Error-correction strategy allows precise measurement of transcriptome in single cells

April 16, 2015, Howard Hughes Medical Institute
Multiplexed error robust fluorescence in situ hybridization (MERFISH) for transcriptome imaging. Scheme at the top of the image: Schematic depiction of the identification of multiple RNA species using MERFISH, a single-molecule imaging method that uses combinatorial labeling and sequential imaging with encoding schemes capable of detection and/or correction of errors. RNA species (black lines) are encoded with a chosen set of N-bit binary words; during each round of imaging, only the subset of RNAs that should read 1 in the corresponding bit emit signals (yellow glow). The on/off sequence of fluorescent signals on each RNA molecule is translated into a binary code word of 1s and 0s, which is used to identify the RNA. Binary code words are chosen such that errors can be identified and in some cases corrected. Lower images: The detection of ~1000 different RNA species in a human fibroblast cell. Each spot in the main image on the left corresponds to an RNA molecule, colored according to its measured binary word. Inset: the composite, false-colored fluorescent image of the 14 hybridization rounds for the boxed sub-region with numbered circles indicating potential RNA molecules. White circles mark accurately decoded RNAs. Red circles mark RNAs decoded as errors. The fluorescent signals detected in individual hybridization rounds from this region are shown in the panels on the right, each false colored in a distinct hue. Credit: Science, April 9 2015

Howard Hughes Medical Institute (HHMI) scientists have devised a method of visualizing RNA molecules inside cells so that the identity, location, and abundance of more than 1,000 different RNA species can be determined at the same time.
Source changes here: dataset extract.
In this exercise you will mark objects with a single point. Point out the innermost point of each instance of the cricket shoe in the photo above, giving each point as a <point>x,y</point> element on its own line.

The developers of the new technology say it should be possible to scale up the approach so that tens of thousands of RNA species can be imaged and identified in a single cell.

The approach, called multiplexed error-robust fluorescence in situ hybridization (MERFISH), is described in an article published online April 9, 2015, in Science Express. The technique uses combinatorial labeling, sequential imaging, and error-robust encoding schemes to identify numerous RNA species. In a specific implementation, the authors used tens of thousands of oligonucleotide probes that bind to cellular RNAs to encode each RNA species with a unique combination of readout sequences, and then used fluorescently labeled readout probes to detect these sequences during 14 or 16 rounds of hybridization. Unique combinations of readout probes bind to individual RNA molecules, spelling out a 14-bit or 16-bit code that identifies each one.

"We feel that we have worked out such a robust approach that we could feasibly scale up to the entire transcriptome [a cell's complete set of RNAs]," says Xiaowei Zhuang, an HHMI investigator at Harvard University who led the development of the new technique. "In this paper we report measurements of ~1,000 RNA species, already opening up many exciting applications, but there's no way that we're stopping here."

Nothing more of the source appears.